In striking down the state law, which voters approved in 2004, the judge ruled that the state’s “current laws deny its gay and lesbian citizens their fundamental right to marry and, in so doing, demean the dignity of these same-sex couples for no rational reason.
“Accordingly, the court finds that these laws are unconstitutional,” U.S. District Court Judge Robert J. Shelby wrote in a 53-page ruling.
The lawsuit was brought by one gay and two lesbian couples in Utah who wish to marry but have been unable to do so because the Utah Constitution prohibits same-sex marriage.
The decision was greeted with joy from a spokesman for GLAAD, formerly the Gay & Lesbian Alliance Against Defamation. “At last, loving and committed couples in Utah will have the opportunity to celebrate marriage equality this holiday season,” said Wilson Cruz in a posting on its website.
“We are seeing state leaders and more and more citizens recognize that loving and committed couples should not be legally kept apart,” said Cruz. “We look forward to seeing that momentum to continue in 2014.”
A spokesman for the Church of Jesus Christ of Latter-day Saints said in a statement that it supports “traditional marriage,” while teaching that everyone should be treated with respect. “This ruling by a district court will work its way through the judicial process,” Eric Hawkins said.
“We continue to believe that voters in Utah did the right thing by providing clear direction in the state Constitution that marriage should be between a man and a woman and we are hopeful that this view will be validated by a higher court.”
That view was not shared by Clifford Rosky, chairman of the board of Equality Utah. “We think it is a thoughtful and careful ruling that is based on the Supreme Court decision last summer and we expect that it will be upheld ultimately by the United States Supreme Court,” he said.

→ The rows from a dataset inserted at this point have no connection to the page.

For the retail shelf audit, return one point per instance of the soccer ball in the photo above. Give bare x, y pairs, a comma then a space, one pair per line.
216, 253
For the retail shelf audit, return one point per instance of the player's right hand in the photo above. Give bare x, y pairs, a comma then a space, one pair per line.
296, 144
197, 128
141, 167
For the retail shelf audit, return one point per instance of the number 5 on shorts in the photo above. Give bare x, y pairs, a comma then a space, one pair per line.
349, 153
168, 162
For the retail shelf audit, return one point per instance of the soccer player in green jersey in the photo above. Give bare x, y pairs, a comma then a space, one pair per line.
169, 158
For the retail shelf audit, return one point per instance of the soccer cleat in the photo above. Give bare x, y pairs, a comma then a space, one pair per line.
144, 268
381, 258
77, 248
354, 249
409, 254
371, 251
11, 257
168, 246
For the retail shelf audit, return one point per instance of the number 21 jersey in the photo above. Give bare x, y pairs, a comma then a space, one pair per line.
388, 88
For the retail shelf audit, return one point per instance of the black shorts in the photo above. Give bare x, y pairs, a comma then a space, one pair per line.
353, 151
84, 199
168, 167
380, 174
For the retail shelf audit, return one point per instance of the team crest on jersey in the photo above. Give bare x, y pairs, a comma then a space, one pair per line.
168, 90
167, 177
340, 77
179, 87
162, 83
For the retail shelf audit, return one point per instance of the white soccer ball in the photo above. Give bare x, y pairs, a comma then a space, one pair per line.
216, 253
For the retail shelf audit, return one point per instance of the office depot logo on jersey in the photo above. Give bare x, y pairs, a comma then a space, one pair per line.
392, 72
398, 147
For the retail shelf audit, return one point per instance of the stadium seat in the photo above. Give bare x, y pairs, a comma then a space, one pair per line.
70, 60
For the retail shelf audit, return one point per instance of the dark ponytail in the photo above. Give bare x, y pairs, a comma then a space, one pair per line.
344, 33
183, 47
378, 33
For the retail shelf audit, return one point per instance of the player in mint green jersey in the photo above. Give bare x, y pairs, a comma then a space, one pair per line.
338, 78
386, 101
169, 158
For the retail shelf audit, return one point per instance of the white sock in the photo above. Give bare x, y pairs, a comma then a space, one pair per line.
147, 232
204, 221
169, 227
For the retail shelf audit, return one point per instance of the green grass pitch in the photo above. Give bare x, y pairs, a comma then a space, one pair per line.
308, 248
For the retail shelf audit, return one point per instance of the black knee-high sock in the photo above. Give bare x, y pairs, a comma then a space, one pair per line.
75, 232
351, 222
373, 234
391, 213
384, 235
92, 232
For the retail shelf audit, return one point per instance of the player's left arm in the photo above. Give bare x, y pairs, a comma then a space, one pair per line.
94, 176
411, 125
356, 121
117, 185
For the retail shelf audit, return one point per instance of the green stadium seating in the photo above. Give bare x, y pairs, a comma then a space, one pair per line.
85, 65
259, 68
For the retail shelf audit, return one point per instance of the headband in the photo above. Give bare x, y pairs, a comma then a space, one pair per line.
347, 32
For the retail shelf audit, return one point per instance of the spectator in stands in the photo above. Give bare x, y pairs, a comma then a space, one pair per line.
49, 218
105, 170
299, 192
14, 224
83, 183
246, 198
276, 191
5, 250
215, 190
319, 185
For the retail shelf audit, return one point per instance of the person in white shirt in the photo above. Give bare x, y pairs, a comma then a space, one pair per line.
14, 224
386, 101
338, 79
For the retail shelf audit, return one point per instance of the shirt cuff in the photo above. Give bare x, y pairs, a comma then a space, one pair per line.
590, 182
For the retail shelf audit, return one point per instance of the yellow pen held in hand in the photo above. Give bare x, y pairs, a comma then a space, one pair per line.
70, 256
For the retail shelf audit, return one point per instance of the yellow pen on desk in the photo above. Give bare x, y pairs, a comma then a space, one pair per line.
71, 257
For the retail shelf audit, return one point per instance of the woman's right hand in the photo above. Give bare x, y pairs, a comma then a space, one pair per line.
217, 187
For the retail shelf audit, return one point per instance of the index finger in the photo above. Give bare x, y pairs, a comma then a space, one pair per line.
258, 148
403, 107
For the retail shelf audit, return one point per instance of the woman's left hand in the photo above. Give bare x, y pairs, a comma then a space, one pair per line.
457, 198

Same-sex marriage is legal in 17 other U.S states and the District of Columbia: California, Connecticut, Delaware, Hawaii, Illinois, Iowa, Maine, Maryland, Massachusetts, Minnesota, New Hampshire, New Jersey, New Mexico, New York, Rhode Island, Vermont and Washington.
Same-sex marriage is banned by constitutional amendment or state law in: Alabama, Alaska, Arizona, Arkansas, Colorado, Florida, Georgia, Idaho, Indiana, Kansas, Kentucky, Louisiana, Michigan, Mississippi, Missouri, Montana, Nebraska, Nevada, North Carolina, North Dakota, Ohio, Oklahoma, Oregon, Pennsylvania, South Carolina, South Dakota, Tennessee, Texas, Virginia, West Virginia, Wisconsin and Wyoming.
Worldwide, 16 other countries (and parts of Mexico) have laws allowing same-sex marriage and domestic partnerships. Most of these are in Europe and South America.
Civil unions, which are legal in Colorado, grant couples most of the rights of state civil marriages, but provide none of the federal benefits of marriage, such as Social Security benefits.
These rights include spousal support, medical decision-making privileges, access to a partner’s insurance, and hospital visitation rights.
President Bill Clinton signed the Defense of Marriage Act banning federal recognition of same-sex marriage and defining marriage as “a legal union between one man and one woman as husband and wife” in 1996.
Last June, the U.S. Supreme Court rejected parts of DOMA, in a 5-4 decision that dismissed an appeal over same-sex marriage on jurisdictional grounds and ruled same-sex spouses legally married in a state may receive federal benefits.
On Thursday, the New Mexico Supreme Court ruled unanimously to allow same-sex marriage statewide and ordered county clerks to begin issuing marriage licenses to qualified same-sex couples.